Eine kleine Hausindustrie

Der Gasthof von Chiareggio. Seitenansicht.

Der Komplex der Taverne bestand aus mehreren vereinten Gebäuden, die als Ställe und verschiedenen Unterkünfte dienten. Es gab einen großen Gemüsegarten, eine tégia das heißt übersetzt eine Hütte für Milchwirtschaft und eine "corte", die aus Nebengebäuden und Weideland bestand.

Der Pachtvertrag der Taverne gab interessanten Aufschluß über das Eigentumsrecht. Es gab eine klare Unterscheidung zwischen dem Eigentümer, der als Wirt von Chiareggio bezeichnet wird, und dem Pächter oder Leiter. Obwohl der Eigentümer Wirt genannt wurde, leitete er nie direkt die Taverne und gehörte im allgemeinen einer wohlhabenen Familie an, wie die Familie Chiesa, die seit Jahrhunderten verschiedene Eigentümer hatte, aber andere Arbeiten ausführte, wie zum Beispiel die eines Notars. Der Pächter hätte Wirt genannt werden müssen, denn er hatte das Gasthaus gemietet und bewirtschaftet und er wohnte auch dort.
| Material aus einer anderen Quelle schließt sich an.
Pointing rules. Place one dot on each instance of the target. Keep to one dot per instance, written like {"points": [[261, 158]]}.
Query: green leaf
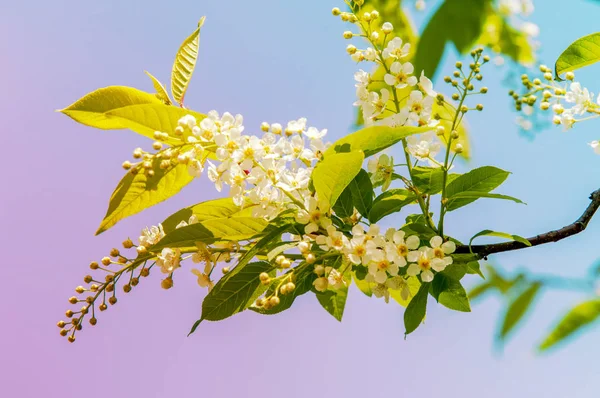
{"points": [[362, 192], [161, 91], [479, 290], [459, 197], [458, 21], [390, 202], [139, 191], [363, 285], [415, 312], [450, 293], [209, 231], [185, 62], [413, 286], [582, 52], [118, 107], [517, 309], [374, 139], [334, 301], [334, 173], [234, 292], [217, 208], [344, 207], [429, 180], [245, 260], [482, 180], [304, 277], [504, 235], [579, 317]]}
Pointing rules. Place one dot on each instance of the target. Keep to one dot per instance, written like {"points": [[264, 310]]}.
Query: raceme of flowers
{"points": [[269, 174], [569, 101]]}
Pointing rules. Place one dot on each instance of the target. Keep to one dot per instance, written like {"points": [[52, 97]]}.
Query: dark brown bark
{"points": [[552, 236]]}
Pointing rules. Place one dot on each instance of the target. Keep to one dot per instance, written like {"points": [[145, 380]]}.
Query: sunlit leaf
{"points": [[185, 63], [582, 52], [335, 172], [139, 191], [161, 91]]}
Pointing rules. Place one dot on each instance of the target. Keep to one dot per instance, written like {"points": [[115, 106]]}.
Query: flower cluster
{"points": [[569, 101]]}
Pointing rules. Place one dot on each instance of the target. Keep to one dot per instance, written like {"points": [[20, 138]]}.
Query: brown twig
{"points": [[553, 236]]}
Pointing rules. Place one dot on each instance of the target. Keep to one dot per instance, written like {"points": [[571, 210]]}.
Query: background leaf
{"points": [[578, 318], [374, 139], [582, 52], [482, 180], [161, 91], [185, 63], [517, 309], [415, 312], [334, 173], [390, 202]]}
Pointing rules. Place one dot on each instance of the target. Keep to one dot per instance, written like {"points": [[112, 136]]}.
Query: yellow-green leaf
{"points": [[185, 62], [139, 191], [215, 229], [161, 91], [579, 317], [374, 139], [335, 172], [118, 107], [582, 52]]}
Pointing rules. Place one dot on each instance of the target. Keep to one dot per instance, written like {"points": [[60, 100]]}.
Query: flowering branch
{"points": [[576, 227]]}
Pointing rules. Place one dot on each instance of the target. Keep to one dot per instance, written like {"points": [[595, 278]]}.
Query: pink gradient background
{"points": [[274, 61]]}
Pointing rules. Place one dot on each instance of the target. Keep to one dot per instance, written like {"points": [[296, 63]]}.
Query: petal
{"points": [[412, 242], [413, 256], [449, 247], [436, 241], [427, 276], [438, 264], [413, 270]]}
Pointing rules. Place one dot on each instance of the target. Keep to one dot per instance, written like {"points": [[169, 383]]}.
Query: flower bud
{"points": [[321, 284], [274, 301], [167, 283], [387, 28]]}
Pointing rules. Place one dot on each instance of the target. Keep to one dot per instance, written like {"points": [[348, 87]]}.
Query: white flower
{"points": [[362, 78], [398, 247], [321, 284], [581, 97], [441, 249], [418, 105], [204, 277], [168, 260], [335, 279], [380, 265], [380, 290], [400, 75], [315, 216], [425, 261], [334, 240], [426, 85], [395, 49], [151, 236], [423, 147]]}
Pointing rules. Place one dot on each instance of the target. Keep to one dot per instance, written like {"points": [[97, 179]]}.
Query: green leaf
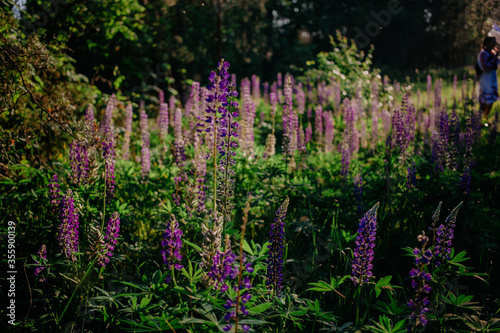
{"points": [[260, 308], [194, 246], [247, 247], [145, 301]]}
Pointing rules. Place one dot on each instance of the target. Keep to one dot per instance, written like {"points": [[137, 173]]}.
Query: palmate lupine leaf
{"points": [[384, 325]]}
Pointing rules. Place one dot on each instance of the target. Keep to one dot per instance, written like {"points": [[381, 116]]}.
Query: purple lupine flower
{"points": [[329, 135], [89, 124], [454, 134], [145, 157], [200, 172], [338, 98], [266, 92], [289, 132], [68, 229], [411, 178], [301, 101], [172, 101], [465, 181], [223, 268], [318, 123], [107, 123], [172, 244], [429, 90], [308, 134], [163, 120], [110, 240], [79, 161], [358, 191], [89, 116], [365, 244], [255, 87], [236, 307], [492, 137], [349, 136], [222, 113], [374, 129], [129, 115], [362, 134], [180, 153], [273, 100], [220, 117], [42, 253], [161, 97], [444, 133], [274, 276], [248, 119], [309, 112], [54, 193], [444, 237], [437, 101], [108, 153], [420, 284], [194, 97], [345, 161], [279, 78]]}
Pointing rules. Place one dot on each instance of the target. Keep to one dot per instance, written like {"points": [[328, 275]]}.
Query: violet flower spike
{"points": [[274, 276], [420, 284], [444, 237], [42, 253], [54, 193], [68, 229], [171, 246], [365, 244], [108, 153], [110, 240]]}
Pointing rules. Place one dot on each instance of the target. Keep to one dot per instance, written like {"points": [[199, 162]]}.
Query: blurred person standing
{"points": [[487, 62]]}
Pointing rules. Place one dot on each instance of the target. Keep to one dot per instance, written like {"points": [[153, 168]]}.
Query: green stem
{"points": [[357, 305], [104, 201]]}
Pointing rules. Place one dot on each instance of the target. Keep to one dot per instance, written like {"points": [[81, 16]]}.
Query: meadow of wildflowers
{"points": [[299, 205]]}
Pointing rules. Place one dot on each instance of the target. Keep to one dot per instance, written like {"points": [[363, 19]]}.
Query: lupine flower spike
{"points": [[42, 253], [274, 276], [420, 284], [365, 244], [444, 237], [171, 246], [54, 193], [68, 229], [110, 240]]}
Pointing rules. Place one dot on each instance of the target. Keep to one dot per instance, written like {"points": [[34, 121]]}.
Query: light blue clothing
{"points": [[488, 84]]}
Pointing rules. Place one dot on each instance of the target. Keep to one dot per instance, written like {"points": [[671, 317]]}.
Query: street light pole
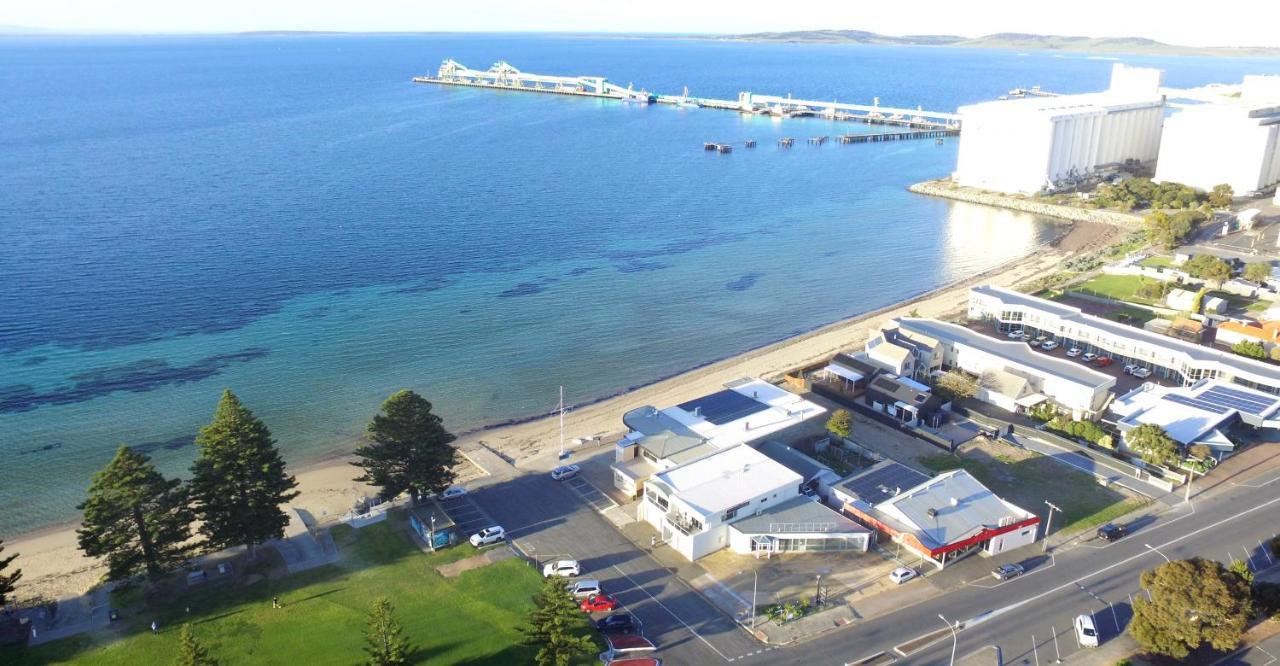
{"points": [[1048, 523], [954, 638]]}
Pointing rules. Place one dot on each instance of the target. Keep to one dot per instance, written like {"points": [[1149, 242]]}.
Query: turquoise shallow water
{"points": [[293, 219]]}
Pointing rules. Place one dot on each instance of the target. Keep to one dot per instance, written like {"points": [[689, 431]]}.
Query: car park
{"points": [[618, 623], [901, 575], [562, 569], [453, 491], [585, 588], [490, 534], [1008, 571], [1084, 632], [599, 603], [1111, 532], [565, 471]]}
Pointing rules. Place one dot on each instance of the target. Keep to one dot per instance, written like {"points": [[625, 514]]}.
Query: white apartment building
{"points": [[1011, 374], [743, 500], [1027, 145], [745, 413], [1168, 357], [1233, 141]]}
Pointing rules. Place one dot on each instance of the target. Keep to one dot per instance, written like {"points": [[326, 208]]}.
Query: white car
{"points": [[452, 492], [562, 569], [1084, 632], [488, 536], [901, 575], [585, 588], [565, 471]]}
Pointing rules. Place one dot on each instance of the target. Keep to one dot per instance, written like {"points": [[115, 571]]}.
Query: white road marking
{"points": [[663, 606]]}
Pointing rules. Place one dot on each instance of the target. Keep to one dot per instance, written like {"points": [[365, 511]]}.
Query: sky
{"points": [[1223, 23]]}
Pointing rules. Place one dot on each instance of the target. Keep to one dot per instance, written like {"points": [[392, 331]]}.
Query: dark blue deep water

Der Mietvertrag sah außerdem eine Verpflichtung der Aufzucht und Weidung von vierzehn Kühe und einem Rind vor.

Das Gasthaus bildete eine Art kleine, fast selbstständige Heimindustrie, wenn man bedenkt, dass wichtige Lebensmittel wie Milch und Molkereiprodukte von dem Gasthofbesitzer garantiert wurden; das Fleisch und die Lederwaren wurden auch hier produziert und andere Fleischarten wie Geflügel wurden ebenfalls aus der eigenen Zucht garantiert. Im Gemüsegarten wurde das Gemüse angebaut, während die Weiden das Futtermittel für die Tiere der reisenden Kaufleute lieferte. Andere Lebensmittel und verschiedene Gebrauchsgegenstände wurden vom Tal nach Chiareggio gebracht: wie Salz, Mehl, Wein, Eisen- und Metallwaren, Kerzen, Fässer, Bettwäsche, und Decken, Teller, Schalen aus Holz und Majolika und "laveggi" (Speckstein Töpfe).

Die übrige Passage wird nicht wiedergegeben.